So it’s no surprise that pilots get major training before getting assigned into service.
Cadets prepare even before applying to flight school and can earn a pilots license in their spare time. Through an aviation club, they can train on a simulator.
If selected for flight school, they will have been one of approximately 20 cadets of a graduating class who attend flight training immediately after graduating the academy. Others go to flight school within three years, according to the USCG.
To earn their wings, they will have completed basic flight training and learned to fly Coast Guard aircraft. Aviators may fly multiple aircraft types through their career, including helicopters and fixed-wing aircraft.
“Helicopter aircrews may deploy to Coast Guard cutters equipped with a flight deck for part or all of a patrol, depending on the mission,” the Coast Guard stated.
Seeing the rescuers in action
The rescue in the Laguna Madre on Monday happened at night with a helicopter crew from the station in Corpus Christi.

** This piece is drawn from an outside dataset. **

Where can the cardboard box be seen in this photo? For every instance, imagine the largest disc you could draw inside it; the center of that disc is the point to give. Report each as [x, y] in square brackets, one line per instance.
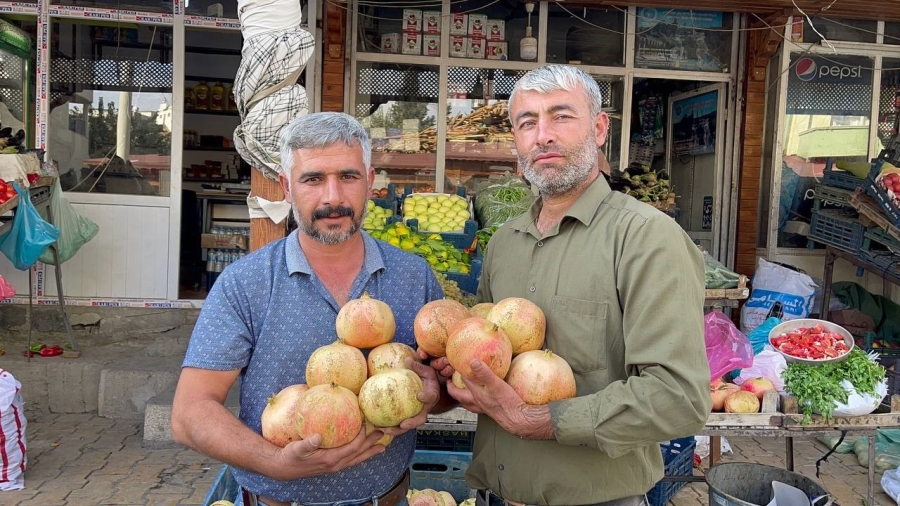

The men were aboard a boat taking on water, but in an area of the bay that a Coast Guard cutter ship could not reach. Therefore, the helicopter crew was needed, officials said.
These rescues require one crew member to be lowered to the surface, help secure a person being rescued into the harness or platform and then be raised to the helicopter, as seen in a rescue from December 2022 near Port O’Conner, Texas.